In 1908 the Russian government launched a repressive campaign against the revolutionary movements throughout the empire. Isahakian was among the 158 intellectuals arrested in the “A.R.F. case” and, after remaining for half year in the prison of Metekh, in Tiflis, he was liberated with a huge bail. The atmosphere was irrespirable and perhaps was one of the reasons besides the writing of the long poem Abu-Lala Mahari from 1909-1910. In 1910 the poet married Sofia Kocharian in the ruins of Ani. They moved first to Constantinople, where he published the poem in 1911, and then to Europe with their newly-born son, Vigen.

They settled in Berlin, where Isahakian would become one of the founders of the German-Armenian Society in 1914 together with a group of Armenian and German intellectuals. In 1916 the Isahakians moved to Geneva. The poet would actively follow the Armenian cause and reflect it in his writing, journal notes, and articles. He started writing a novel, Usta Garo, where he intended to present Armenian political life in the late nineteenth and early twentieth century, which remained unfinished despite working on it for many years. He published two collections of poems in 1920 and 1922, as well as the first version of his poem Mher of Sassoon, based on the final cycle of the Armenian epic.

Isahakian moved to Paris in 1924 and, after fifteen years in exile, he visited Soviet Armenia in 1926 and remained there for four years. He returned to Europe in 1930 and lived in the French capital for the next six years, where he was an activist on behalf of Soviet Armenia until 1936. In this year, he returned definitively to the homeland with his family.

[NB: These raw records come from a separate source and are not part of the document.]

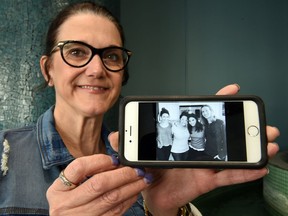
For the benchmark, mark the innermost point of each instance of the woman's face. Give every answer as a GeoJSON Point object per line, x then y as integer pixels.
{"type": "Point", "coordinates": [192, 121]}
{"type": "Point", "coordinates": [206, 112]}
{"type": "Point", "coordinates": [183, 121]}
{"type": "Point", "coordinates": [90, 90]}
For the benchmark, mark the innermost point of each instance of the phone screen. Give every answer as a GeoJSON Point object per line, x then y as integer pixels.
{"type": "Point", "coordinates": [191, 131]}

In Armenia, where he was familiarly known as varpet (“master”), a title that he only shared with painter Martiros Sarian, Isahakian was the dean of Armenian literature in the hard times of Stalinist repression. He continued writing and publishing. He became a member of the Academy of Sciences of Armenia in 1943. He earned the State Prize of the USSR in 1946, and in this same year he was appointed president of the Writers Union of Armenia, a position he held until his death on October 17, 1957 in Yerevan.

Avetik Isahakian was buried in the “Komitas” Pantheon of Yerevan. His house-museum in Yerevan was opened in 1963 and another was later opened in Gumri. There are statues of him in both cities, as well as schools, streets, and libraries carrying his name in different towns of Armenia.